DEBUTTO «Sono stati 18 secondi – ricorda lo stesso Oggioni – ma è stata comunque un’emozione davvero unica. Sognavo da tanto questo momento e finalmente è arrivato. Ora voglio continuare a giocare a basket, a impegnarmi a fondo per raggiungere i miei obiettivi». Ogni traguardo rappresenta senza ombra di dubbio un nuovo punto di partenza. I ducali di coach Lorenzo Pansa attualmente non stanno vivendo proprio un bel momento. Hanno perso due match contro Luiss Roma e Casale Monferrato. Riuscire a salvarsi non sarà impresa da poco, ma con entusiasmo e determinazione si possono tagliere grandi traguardi e risultati. Qualità e parole che non sembrano certo mancare nel vocabolario del giovane Oggioni:
Erano già due annetti che mi impegnavo concretamente a dare una mano alla società. Cercavo di offrire il mio contributo nel corso degli allenamenti, come giovane. L’anno scorso, infatti, non ero proprio aggregato con la squadra. Coltivo la passione per la pallacanestro da quando ero bambino. Dall’infanzia a oggi.

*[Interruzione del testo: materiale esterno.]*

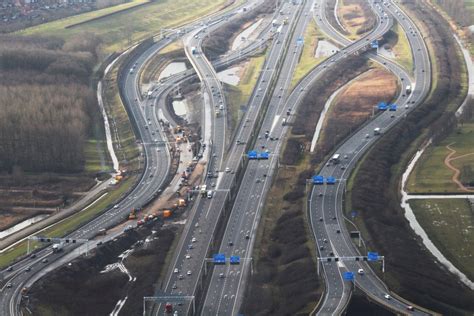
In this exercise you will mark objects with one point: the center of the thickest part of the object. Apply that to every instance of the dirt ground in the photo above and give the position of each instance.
(354, 104)
(25, 196)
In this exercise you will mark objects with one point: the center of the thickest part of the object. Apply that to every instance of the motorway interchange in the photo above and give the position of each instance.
(241, 184)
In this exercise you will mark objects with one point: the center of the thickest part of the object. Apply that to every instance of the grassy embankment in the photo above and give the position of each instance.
(431, 175)
(450, 225)
(308, 60)
(126, 150)
(239, 95)
(374, 189)
(121, 29)
(402, 49)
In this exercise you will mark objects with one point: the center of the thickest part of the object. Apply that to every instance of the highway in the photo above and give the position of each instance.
(203, 220)
(326, 202)
(156, 159)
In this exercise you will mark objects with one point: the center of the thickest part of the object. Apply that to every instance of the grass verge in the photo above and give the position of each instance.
(308, 60)
(72, 223)
(122, 29)
(450, 225)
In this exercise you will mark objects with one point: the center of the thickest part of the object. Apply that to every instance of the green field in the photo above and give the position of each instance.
(402, 49)
(307, 60)
(431, 174)
(122, 29)
(240, 94)
(449, 224)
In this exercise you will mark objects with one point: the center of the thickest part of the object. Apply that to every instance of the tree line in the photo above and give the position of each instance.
(45, 102)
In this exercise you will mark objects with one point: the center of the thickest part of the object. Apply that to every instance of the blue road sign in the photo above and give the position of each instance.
(218, 258)
(382, 106)
(348, 276)
(234, 260)
(330, 180)
(372, 256)
(318, 179)
(252, 154)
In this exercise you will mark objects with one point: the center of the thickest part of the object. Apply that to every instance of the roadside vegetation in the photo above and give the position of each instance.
(220, 41)
(52, 131)
(238, 96)
(356, 16)
(308, 59)
(396, 42)
(374, 192)
(449, 224)
(57, 294)
(285, 282)
(121, 29)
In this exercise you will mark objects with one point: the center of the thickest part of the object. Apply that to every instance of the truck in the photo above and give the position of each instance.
(57, 247)
(204, 190)
(335, 158)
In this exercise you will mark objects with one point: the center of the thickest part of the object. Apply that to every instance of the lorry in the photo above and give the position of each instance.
(335, 158)
(204, 190)
(57, 247)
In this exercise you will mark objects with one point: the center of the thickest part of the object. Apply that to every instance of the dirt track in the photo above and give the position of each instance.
(447, 162)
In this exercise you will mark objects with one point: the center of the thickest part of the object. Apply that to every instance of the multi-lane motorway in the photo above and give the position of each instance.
(326, 202)
(225, 162)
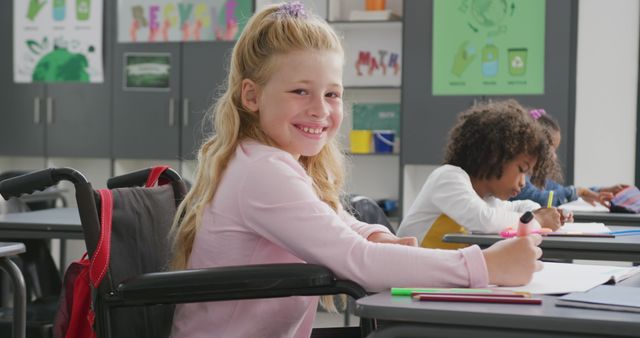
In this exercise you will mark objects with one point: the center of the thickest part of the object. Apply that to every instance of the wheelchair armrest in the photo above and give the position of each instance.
(228, 283)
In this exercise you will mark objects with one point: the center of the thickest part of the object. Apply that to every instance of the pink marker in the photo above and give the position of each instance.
(512, 233)
(523, 227)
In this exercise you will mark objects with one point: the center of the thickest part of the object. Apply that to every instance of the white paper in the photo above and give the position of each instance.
(560, 278)
(582, 205)
(583, 228)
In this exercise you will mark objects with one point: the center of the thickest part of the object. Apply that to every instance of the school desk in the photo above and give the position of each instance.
(7, 250)
(620, 248)
(400, 316)
(61, 223)
(613, 218)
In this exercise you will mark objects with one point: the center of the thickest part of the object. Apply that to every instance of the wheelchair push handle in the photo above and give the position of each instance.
(139, 178)
(39, 180)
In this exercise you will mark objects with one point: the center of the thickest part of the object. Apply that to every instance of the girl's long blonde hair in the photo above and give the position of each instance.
(269, 33)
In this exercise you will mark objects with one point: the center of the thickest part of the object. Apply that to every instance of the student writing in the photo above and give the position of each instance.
(267, 190)
(490, 150)
(562, 193)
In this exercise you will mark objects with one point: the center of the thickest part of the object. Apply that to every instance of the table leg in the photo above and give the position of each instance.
(19, 297)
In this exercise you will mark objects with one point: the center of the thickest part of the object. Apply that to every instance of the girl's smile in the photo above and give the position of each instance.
(300, 105)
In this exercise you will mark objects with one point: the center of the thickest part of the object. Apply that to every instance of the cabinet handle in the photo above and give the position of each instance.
(185, 112)
(172, 112)
(49, 110)
(36, 110)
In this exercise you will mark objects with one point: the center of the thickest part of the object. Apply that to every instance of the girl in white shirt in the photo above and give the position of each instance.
(491, 149)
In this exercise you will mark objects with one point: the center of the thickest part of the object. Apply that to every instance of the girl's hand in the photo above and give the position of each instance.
(614, 189)
(566, 216)
(384, 237)
(548, 218)
(512, 262)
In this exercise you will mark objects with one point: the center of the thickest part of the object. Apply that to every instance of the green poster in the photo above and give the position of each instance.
(377, 116)
(484, 47)
(147, 71)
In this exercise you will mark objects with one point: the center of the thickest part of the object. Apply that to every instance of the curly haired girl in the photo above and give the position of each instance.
(491, 149)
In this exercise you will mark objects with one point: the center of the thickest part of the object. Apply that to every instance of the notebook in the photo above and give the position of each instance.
(604, 297)
(561, 278)
(582, 205)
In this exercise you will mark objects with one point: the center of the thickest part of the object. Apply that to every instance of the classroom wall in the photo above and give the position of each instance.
(606, 92)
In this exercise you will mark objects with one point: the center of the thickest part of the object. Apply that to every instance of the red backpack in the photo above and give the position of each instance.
(75, 315)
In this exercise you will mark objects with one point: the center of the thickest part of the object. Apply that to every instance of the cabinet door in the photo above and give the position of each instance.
(22, 126)
(79, 121)
(204, 71)
(145, 111)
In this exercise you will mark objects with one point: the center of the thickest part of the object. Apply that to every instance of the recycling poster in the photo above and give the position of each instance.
(143, 21)
(57, 41)
(485, 47)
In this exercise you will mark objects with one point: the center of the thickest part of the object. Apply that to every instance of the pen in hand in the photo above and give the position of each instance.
(523, 225)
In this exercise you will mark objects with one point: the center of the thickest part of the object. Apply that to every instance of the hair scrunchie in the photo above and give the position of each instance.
(537, 113)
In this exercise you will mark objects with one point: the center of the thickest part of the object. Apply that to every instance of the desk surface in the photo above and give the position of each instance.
(496, 320)
(607, 218)
(48, 223)
(620, 248)
(11, 249)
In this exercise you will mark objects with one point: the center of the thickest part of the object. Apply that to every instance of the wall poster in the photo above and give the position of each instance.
(57, 41)
(484, 47)
(147, 71)
(181, 20)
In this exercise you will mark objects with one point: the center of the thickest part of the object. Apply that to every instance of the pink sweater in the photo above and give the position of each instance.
(265, 211)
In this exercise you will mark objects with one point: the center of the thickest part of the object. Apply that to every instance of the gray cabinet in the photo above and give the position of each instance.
(165, 123)
(146, 121)
(203, 80)
(57, 119)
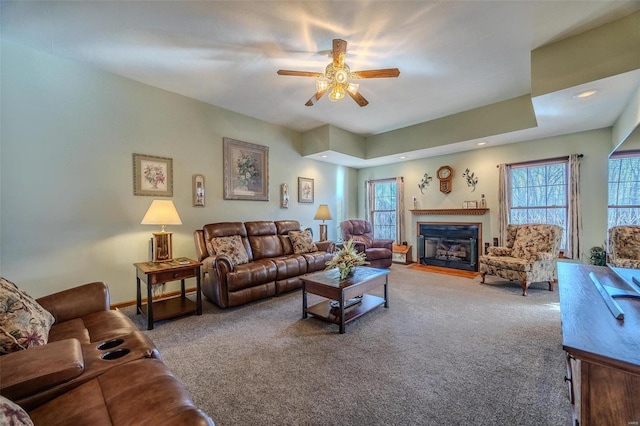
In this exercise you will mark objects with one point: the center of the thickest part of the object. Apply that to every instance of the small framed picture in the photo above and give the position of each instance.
(198, 190)
(305, 190)
(152, 175)
(284, 196)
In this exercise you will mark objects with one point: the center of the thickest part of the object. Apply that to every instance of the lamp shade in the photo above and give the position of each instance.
(161, 212)
(323, 213)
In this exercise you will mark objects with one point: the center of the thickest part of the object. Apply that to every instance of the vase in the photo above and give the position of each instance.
(346, 272)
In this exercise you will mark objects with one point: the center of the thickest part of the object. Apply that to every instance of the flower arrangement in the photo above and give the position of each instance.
(346, 259)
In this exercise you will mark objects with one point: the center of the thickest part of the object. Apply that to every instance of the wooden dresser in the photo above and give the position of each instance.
(603, 353)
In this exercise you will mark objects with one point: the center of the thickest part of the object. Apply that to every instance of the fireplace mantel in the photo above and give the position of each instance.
(454, 212)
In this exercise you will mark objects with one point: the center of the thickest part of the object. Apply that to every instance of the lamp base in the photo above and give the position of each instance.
(162, 246)
(323, 232)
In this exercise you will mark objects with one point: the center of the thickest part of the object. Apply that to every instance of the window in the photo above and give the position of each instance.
(383, 208)
(624, 189)
(539, 194)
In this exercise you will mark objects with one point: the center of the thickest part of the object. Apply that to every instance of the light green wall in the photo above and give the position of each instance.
(68, 212)
(595, 145)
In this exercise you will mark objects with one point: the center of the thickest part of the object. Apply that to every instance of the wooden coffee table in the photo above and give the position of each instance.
(329, 285)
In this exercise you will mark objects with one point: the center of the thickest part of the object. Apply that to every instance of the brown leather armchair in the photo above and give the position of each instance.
(378, 251)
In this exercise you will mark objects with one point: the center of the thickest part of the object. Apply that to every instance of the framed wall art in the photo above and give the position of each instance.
(246, 171)
(284, 196)
(152, 175)
(305, 190)
(198, 190)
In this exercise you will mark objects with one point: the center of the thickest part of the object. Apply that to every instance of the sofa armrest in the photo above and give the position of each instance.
(382, 243)
(214, 281)
(327, 246)
(498, 251)
(77, 302)
(39, 368)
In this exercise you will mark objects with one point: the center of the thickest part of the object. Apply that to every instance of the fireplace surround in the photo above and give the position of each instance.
(449, 244)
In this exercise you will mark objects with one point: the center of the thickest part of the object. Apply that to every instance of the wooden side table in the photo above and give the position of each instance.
(154, 273)
(401, 254)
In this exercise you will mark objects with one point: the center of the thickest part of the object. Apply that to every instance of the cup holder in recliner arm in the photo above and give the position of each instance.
(118, 353)
(110, 344)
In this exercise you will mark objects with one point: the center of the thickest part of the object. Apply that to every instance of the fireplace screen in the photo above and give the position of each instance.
(449, 246)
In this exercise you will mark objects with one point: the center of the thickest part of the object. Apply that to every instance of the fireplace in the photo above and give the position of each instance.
(449, 245)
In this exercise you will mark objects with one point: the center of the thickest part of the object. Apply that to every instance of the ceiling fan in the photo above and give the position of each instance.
(336, 76)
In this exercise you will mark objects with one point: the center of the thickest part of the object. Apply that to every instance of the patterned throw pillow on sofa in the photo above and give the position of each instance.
(302, 242)
(231, 246)
(23, 322)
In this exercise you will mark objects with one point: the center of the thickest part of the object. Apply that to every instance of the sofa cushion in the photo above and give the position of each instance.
(13, 414)
(302, 242)
(23, 322)
(231, 246)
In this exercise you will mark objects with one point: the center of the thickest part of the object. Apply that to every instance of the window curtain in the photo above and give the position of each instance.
(400, 228)
(504, 202)
(368, 199)
(574, 220)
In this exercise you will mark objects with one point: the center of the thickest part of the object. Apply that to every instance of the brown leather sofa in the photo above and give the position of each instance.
(141, 392)
(379, 251)
(88, 347)
(273, 267)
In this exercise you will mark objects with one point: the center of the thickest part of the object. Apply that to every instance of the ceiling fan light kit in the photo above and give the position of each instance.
(337, 74)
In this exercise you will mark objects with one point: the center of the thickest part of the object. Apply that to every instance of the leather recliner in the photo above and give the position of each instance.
(379, 251)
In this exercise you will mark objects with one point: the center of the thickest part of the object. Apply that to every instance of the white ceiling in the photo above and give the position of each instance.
(453, 56)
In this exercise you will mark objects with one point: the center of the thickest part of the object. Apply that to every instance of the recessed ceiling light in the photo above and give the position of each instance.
(585, 94)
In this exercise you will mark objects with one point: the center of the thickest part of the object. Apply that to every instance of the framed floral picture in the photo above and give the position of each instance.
(198, 190)
(246, 171)
(152, 175)
(305, 190)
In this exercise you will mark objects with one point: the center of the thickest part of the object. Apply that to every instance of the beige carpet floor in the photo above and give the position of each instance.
(448, 351)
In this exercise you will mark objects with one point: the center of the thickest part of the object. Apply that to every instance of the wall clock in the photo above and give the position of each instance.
(445, 174)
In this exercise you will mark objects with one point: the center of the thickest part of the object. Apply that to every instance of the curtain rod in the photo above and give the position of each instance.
(546, 160)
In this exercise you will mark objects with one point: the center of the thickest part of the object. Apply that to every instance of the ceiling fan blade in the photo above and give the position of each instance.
(387, 72)
(315, 98)
(339, 51)
(300, 73)
(360, 100)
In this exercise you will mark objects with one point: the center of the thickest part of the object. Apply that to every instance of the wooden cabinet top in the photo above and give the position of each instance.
(589, 329)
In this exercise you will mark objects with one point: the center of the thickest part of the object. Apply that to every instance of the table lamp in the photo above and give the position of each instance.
(163, 213)
(323, 214)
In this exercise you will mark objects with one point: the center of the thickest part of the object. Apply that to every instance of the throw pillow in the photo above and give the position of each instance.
(231, 246)
(23, 322)
(13, 414)
(302, 242)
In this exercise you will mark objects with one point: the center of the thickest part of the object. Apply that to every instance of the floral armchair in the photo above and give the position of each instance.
(530, 255)
(624, 246)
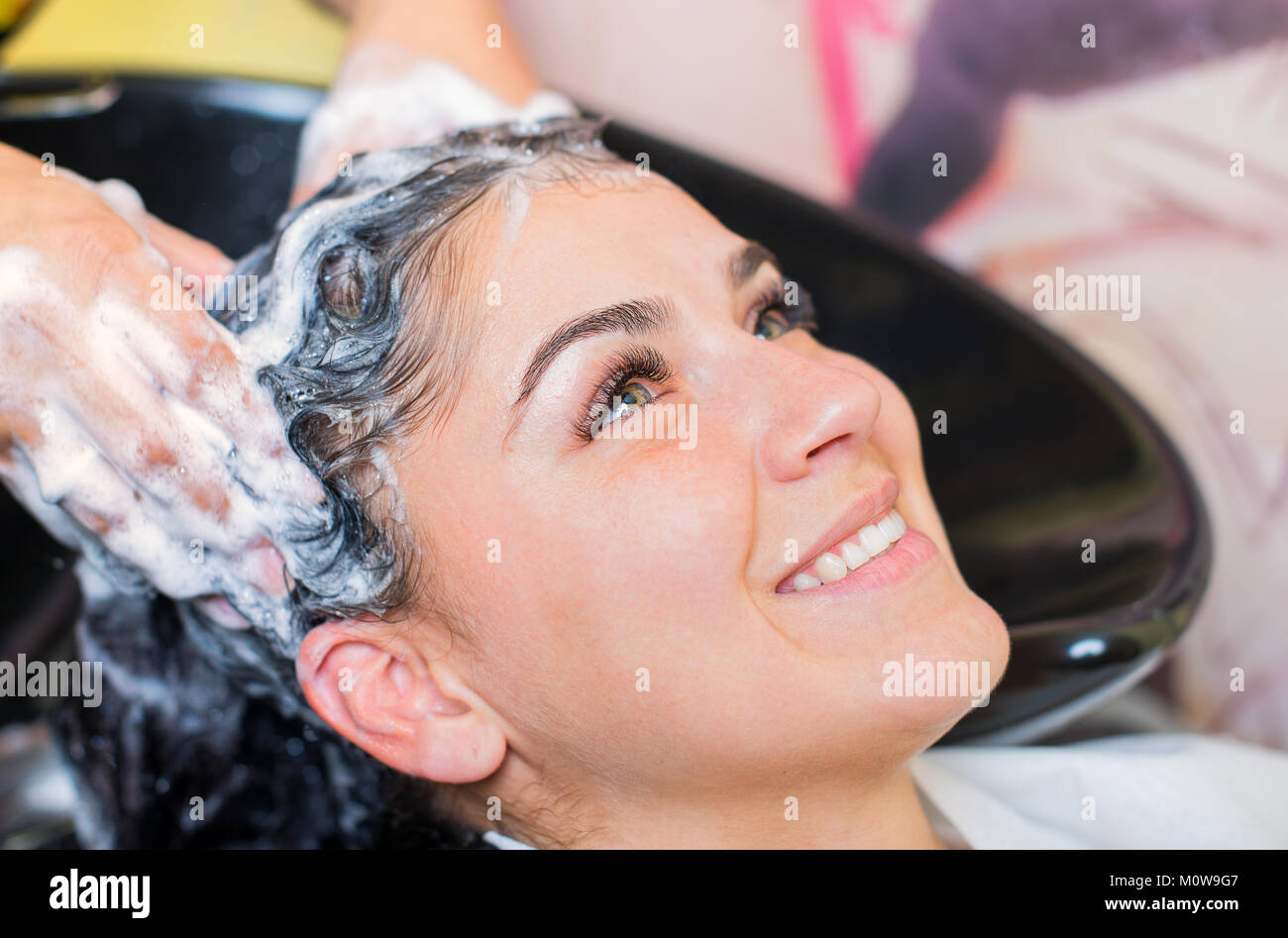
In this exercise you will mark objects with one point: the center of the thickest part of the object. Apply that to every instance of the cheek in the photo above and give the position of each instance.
(605, 570)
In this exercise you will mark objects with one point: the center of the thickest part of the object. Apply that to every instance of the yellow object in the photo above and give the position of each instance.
(283, 40)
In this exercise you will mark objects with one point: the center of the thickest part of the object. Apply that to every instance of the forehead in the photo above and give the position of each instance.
(566, 251)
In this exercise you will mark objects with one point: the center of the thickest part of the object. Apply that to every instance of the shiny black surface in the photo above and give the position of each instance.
(1042, 453)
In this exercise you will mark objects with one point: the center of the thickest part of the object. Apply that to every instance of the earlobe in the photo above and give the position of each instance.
(407, 711)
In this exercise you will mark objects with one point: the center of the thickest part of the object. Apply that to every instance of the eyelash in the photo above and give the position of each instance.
(640, 363)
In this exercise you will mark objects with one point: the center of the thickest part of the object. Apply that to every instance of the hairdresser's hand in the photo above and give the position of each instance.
(123, 405)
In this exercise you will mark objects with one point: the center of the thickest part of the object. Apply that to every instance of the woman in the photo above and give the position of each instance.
(516, 616)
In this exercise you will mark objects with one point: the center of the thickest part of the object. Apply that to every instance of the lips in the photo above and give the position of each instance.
(867, 530)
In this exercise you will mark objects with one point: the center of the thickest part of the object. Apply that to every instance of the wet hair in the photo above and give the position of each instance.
(359, 303)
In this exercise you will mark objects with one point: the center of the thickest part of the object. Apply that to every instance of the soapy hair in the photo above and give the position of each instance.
(368, 274)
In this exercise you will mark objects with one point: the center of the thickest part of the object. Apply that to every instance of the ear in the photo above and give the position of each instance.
(411, 713)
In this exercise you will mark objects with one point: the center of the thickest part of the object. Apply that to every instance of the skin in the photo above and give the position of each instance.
(619, 555)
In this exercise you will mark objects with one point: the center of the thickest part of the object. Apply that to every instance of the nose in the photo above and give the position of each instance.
(818, 414)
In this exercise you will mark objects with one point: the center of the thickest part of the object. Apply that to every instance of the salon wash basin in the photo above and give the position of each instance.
(1042, 453)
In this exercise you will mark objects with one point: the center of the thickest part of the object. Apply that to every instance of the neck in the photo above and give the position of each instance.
(827, 814)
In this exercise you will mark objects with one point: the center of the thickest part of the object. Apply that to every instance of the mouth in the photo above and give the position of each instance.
(868, 531)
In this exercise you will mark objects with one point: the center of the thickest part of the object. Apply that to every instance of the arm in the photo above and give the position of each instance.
(128, 423)
(415, 69)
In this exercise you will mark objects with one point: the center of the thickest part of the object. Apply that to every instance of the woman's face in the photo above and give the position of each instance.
(629, 619)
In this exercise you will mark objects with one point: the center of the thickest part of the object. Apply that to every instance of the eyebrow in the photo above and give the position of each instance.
(634, 317)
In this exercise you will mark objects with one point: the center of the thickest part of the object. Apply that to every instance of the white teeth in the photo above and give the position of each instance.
(804, 581)
(854, 556)
(889, 527)
(829, 568)
(872, 540)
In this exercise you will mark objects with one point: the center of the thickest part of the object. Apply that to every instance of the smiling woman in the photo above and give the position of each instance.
(522, 616)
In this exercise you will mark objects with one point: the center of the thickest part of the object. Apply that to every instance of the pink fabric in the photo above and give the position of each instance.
(842, 94)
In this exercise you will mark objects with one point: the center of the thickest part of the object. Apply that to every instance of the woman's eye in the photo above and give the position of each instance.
(772, 324)
(631, 396)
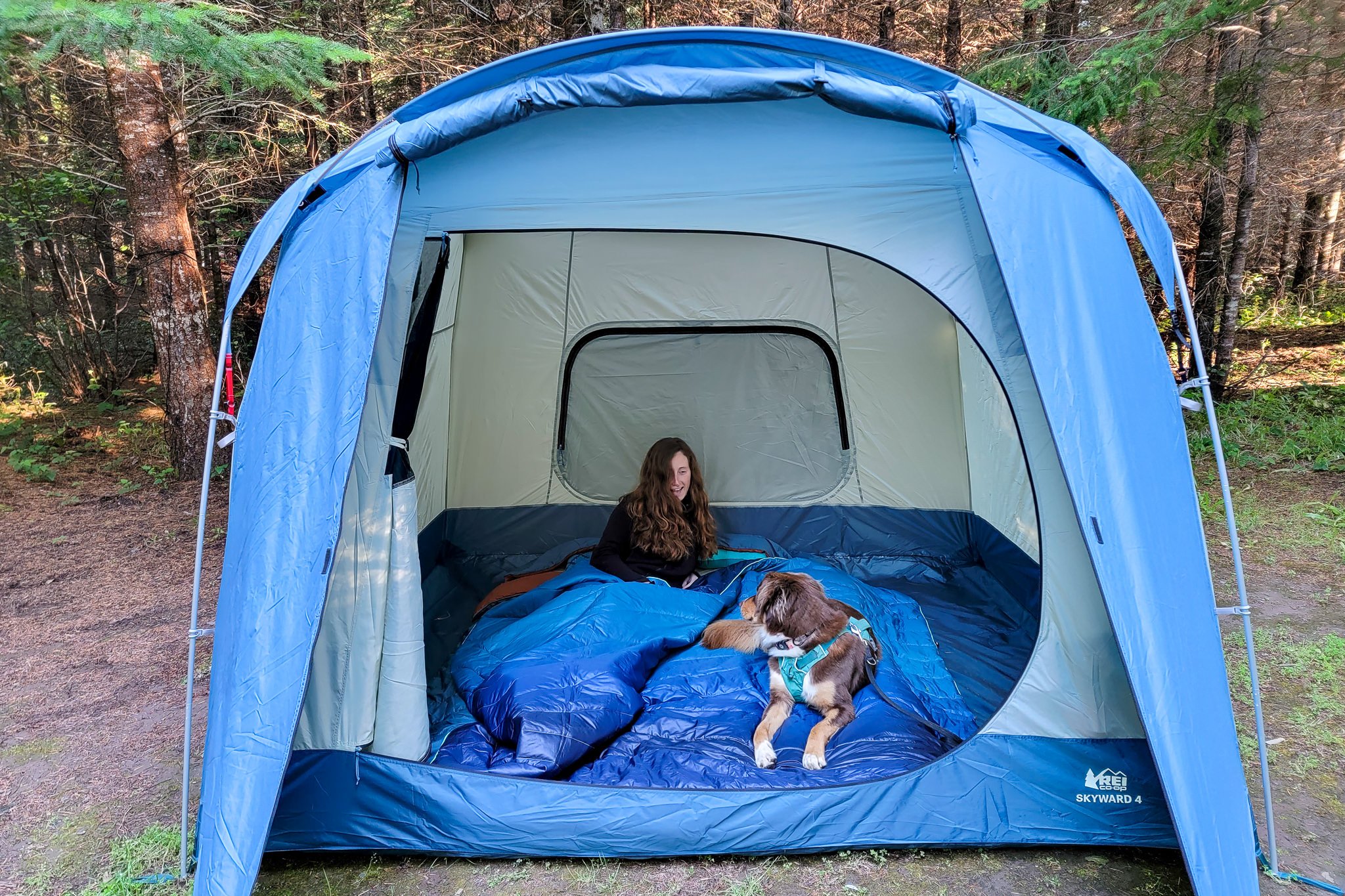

SPORT DI FAMIGLIA Passione che non ha fatto altro che rinforzarsi nel corso degli anni. Proprio Oggioni ha raccontato di come il suo interesse per il basket ha avuto inizio: «Mio fratello ha giocato a pallacanestro prima di me. Ricordo di come spesso e volentieri lo accompagnavo ai suoi allenamenti. Vedevo che si impegnava parecchio e ciò ha rappresentato un vero e proprio stimolo per me. Il suo allenatore, inoltre, ogni tanto mi faceva giocare con la palla e tentavo qualche tiro a canestro. Ecco che, da quei momenti, non ho più abbandonato questo sport». 17 anni, con ancora tutta una strada da percorrere davanti a sè. Continuare a praticare lo sport dei propri sogni: «Il basket è una componente fondamentale della mia vita. Mi piace molto giocare, mi diverto e spero di poter continuare a migliorarmi, percorrendo questa strada. Da una parte voglio che la pallacanestro diventi il mio lavoro, sebbene sono consapevole di non potermi basare solo su questo». Pensare al presente certo, ma con uno sguardo rivolto anche e soprattutto al domani.

PENSARE AL FUTURO Attualmente Leonardo Oggioni frequenta la la quarta superiore, all’Istituto Luigi Casale di Vigevano: «Studio Marketing, l’anno prossimo avrò la maturità e tal proposito sono consapevole del fatto che dovrò iniziare ad informarmi su quello che andrò a fare una volta che avrò conseguito il diploma. Come ho detto, intendo far diventare il basket il mio lavoro, ma sono anche che non potrò giocare in eterno, quindi anche lo studio avrà la propria importanza in riferimento al mio futuro e al mio avvenire». Le Elachem Vigevano di coach Lorenzo Pansa andrà in cerca di riscatto nelle prossime partite, senza perdere minimamente di mira l’obiettivo salvezza. Leonardo Oggioni, al contempo, continuerà a giocare, sperando di poter continuare a farsi strada con la casacca gialloblù. Senza smettere di studiare.